For biochemical evaluation, samples at week 1 (n = 3–6) and 6 (n = 5–14) of culture were harvested, and the chondral compartment was removed and with a razor blade and digested in papain (Papain from papaya latex, Sigma Aldrich) at 60 °C overnight. Sulphated glycosaminoglycan and DNA contents of the constructs were quantified performing a dimethylmethylene blue (DMMB, Sigma-Aldrich, The Netherlands) colorimetric assay and with a Quan-iT-Picogreen-dsDNA-kit assay (Molecular Probes, Invitrogen, Carlsbad, USA). For histological analysis, samples at day 42 (n = 3) were fixated in 4% buffered formalin. For paraffin embedding, samples were decalcified with 0.5M EDTA disodium salt for 1 day. Dehydration was performed through a graded ethanol series, followed by clearing in xylene, embedding in paraffin, and slicing into 5 μm thin sections with a microtome. Sections were stained with safranin-O and Fast Green to visualize GAGs and collagens. Immuno-histochemistry was performed to visualize collagen type I (primary antibody EPR7785, 0.0022 mg./ml., Abcam) and Collagen type II (primary antibody Col2AI II-II6313, 0.6 mg./ml., DSHB). Endogenous peroxidases were blocked via incubation with 0.3% v/v hydrogen peroxide. Antigen retrieval was performed with pronase and hyaluronidase for collagen type II and collagen type I, respectively, at 37 °C. Subsequently, sections were blocked with bovine serum albumin (BSA, 5% w/v in PBS) for 1 h at room temperature, and the primary antibody was incubated overnight at 4 °C. IgGs were used as negative controls. Horseradish peroxidase-labelled secondary antibodies were added for 1 h at room temperature, and the staining was developed using 3,3-diaminobenzidine.
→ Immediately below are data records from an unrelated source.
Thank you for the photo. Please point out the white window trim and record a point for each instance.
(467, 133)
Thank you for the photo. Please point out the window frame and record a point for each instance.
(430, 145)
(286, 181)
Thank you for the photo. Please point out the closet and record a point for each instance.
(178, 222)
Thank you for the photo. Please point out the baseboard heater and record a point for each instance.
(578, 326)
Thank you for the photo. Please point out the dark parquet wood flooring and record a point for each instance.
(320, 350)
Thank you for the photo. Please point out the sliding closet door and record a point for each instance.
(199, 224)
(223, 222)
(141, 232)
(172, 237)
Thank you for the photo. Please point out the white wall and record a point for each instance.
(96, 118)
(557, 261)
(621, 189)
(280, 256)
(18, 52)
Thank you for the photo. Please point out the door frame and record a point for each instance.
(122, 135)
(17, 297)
Nuclei were counterstained with haematoxylin and sections were mounted in DPX (Millipore).

For the osteochondral constructs, in order to visualize structure without removing the PCaP scaffold due to de-calcification steps, one formalin-fixed sample was dehydrated through a graded ethanol series and embedded in a methyl methacrylate (MMA) resin. Sections (300 μm thick) were obtained with a saw microtome (Leica SP 1600). Thereafter, all sections were stained with basic fuchsin to assess scaffold morphology. Histological slides were imaged using a light microscope (Olympus BX51, Olympus Nederland B.V.) equipped with a digital camera (Olympus DP73, Olympus Nederland B.V.).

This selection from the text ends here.